Volume 25, Number 1, 2003

From the Guest Editor

by: David Faucheux

(Editor’s note: For this issue, I invited David Faucheux to act as guest editor. I was very impressed with his talk and those of the other speakers at the LSSPS program at the ALA Annual Conference last summer. Since then, I am pleased to have become more acquainted with David and his search for a library job. I know that the three stories in this issue will touch your heart and I hope that they move you to take action on behalf of some of the profession’s best and brightest potential contributors.)
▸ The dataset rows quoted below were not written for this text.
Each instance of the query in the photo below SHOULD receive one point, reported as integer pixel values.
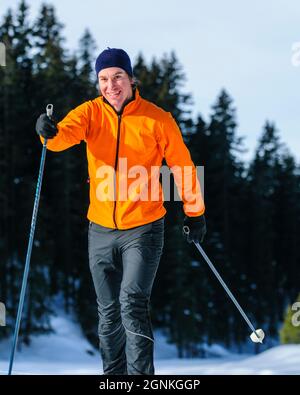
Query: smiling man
(126, 236)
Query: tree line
(252, 208)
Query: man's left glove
(197, 228)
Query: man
(126, 135)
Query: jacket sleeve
(179, 160)
(72, 129)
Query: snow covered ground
(66, 352)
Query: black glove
(197, 228)
(46, 127)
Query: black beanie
(113, 57)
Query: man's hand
(197, 228)
(46, 127)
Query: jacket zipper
(116, 165)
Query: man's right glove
(46, 127)
(197, 228)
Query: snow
(67, 352)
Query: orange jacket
(124, 155)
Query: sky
(252, 49)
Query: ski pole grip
(186, 229)
(49, 110)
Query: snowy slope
(67, 352)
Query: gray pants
(123, 265)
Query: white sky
(245, 47)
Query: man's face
(115, 86)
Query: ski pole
(49, 110)
(257, 335)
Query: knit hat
(113, 57)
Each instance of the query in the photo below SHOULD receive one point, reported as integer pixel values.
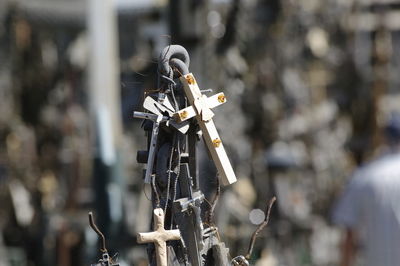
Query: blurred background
(309, 85)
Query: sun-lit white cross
(159, 237)
(200, 107)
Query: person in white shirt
(369, 209)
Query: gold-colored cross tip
(217, 142)
(222, 98)
(190, 79)
(183, 115)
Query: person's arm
(348, 248)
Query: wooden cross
(159, 237)
(201, 107)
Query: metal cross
(201, 108)
(159, 237)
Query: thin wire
(153, 182)
(169, 173)
(177, 176)
(260, 227)
(98, 232)
(214, 202)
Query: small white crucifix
(201, 106)
(159, 237)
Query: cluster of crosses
(177, 115)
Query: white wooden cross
(159, 237)
(201, 107)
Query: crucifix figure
(159, 237)
(201, 108)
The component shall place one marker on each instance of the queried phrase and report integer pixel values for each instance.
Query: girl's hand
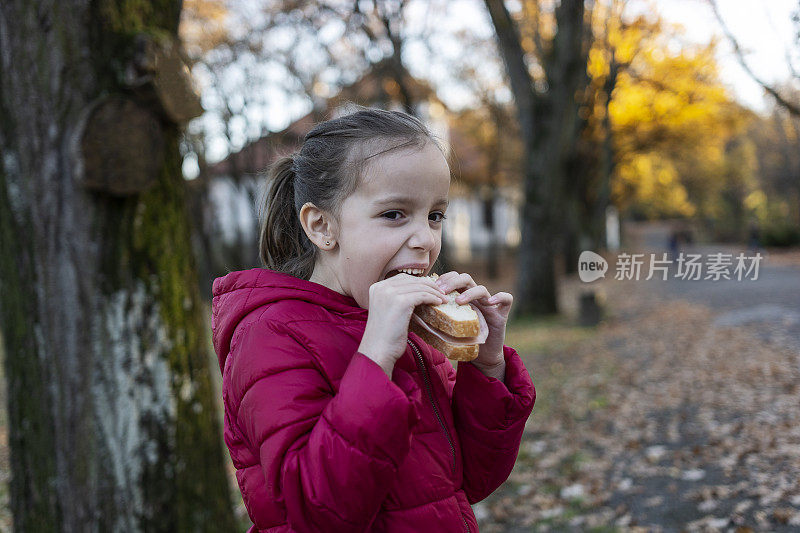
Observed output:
(391, 303)
(495, 310)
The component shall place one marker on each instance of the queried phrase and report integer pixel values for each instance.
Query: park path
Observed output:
(680, 413)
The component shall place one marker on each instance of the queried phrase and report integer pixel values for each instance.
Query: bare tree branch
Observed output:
(789, 106)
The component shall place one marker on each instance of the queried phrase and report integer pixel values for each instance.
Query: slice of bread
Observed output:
(455, 352)
(458, 320)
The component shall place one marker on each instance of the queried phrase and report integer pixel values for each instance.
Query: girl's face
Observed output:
(393, 219)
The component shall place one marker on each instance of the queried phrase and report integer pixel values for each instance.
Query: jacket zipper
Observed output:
(426, 379)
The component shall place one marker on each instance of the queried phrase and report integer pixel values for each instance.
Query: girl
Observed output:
(336, 417)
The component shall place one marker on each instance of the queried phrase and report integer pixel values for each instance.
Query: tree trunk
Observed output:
(112, 423)
(548, 120)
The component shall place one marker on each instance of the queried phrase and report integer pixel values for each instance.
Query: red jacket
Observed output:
(322, 440)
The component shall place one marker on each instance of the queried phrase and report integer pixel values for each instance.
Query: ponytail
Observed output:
(283, 245)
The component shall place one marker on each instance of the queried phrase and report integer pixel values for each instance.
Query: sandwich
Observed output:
(455, 330)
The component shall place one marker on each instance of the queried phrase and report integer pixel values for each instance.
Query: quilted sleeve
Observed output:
(330, 459)
(490, 418)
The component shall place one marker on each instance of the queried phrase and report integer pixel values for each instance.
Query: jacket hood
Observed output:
(236, 294)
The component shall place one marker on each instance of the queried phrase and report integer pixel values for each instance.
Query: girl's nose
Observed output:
(424, 238)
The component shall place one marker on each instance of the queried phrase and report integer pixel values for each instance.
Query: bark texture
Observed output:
(111, 410)
(548, 120)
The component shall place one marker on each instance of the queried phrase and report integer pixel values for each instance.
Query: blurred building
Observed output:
(236, 185)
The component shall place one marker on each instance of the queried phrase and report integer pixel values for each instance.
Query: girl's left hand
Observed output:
(495, 310)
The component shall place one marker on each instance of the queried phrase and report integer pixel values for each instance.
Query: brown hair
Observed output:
(327, 169)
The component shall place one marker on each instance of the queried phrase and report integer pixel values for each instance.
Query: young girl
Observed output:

The full integration of librarians with differabilities into the ranks of the information professions should be the major goal of the first decade of the new millennium. Interface presents three unique viewpoints in this special theme issue. Two are written by employed librarians with differabilities. Ellen Perlow speaks to the power of positive language to define ourselves and suggests that existing negative meanings in such words as “disabled” hold us back. She asserts that as we define ourselves by using “people-first” terminology so others come to see us. She stresses focusing on results, performed using differing methodologies. Mary Jo Venetis describes the vital, supportive role mentors have played in her life and career. The third is by an unemployed blind librarian attempting by describing his personal experiences with the profession to generate awareness and discussion that he hopes will finally lead to the development of much-needed mentoring programs and the formulation of a systematic policy to address and meet the technology and other needs of librarians and library students with differabilities.

Read these articles and decide to make a change, to make a difference, to develop a brighter and more inclusive future for all librarians. Ask yourself what you and your library can do to change the existing state of affairs. The library world is one of cooperation, toleration, and support. Won't you give yours?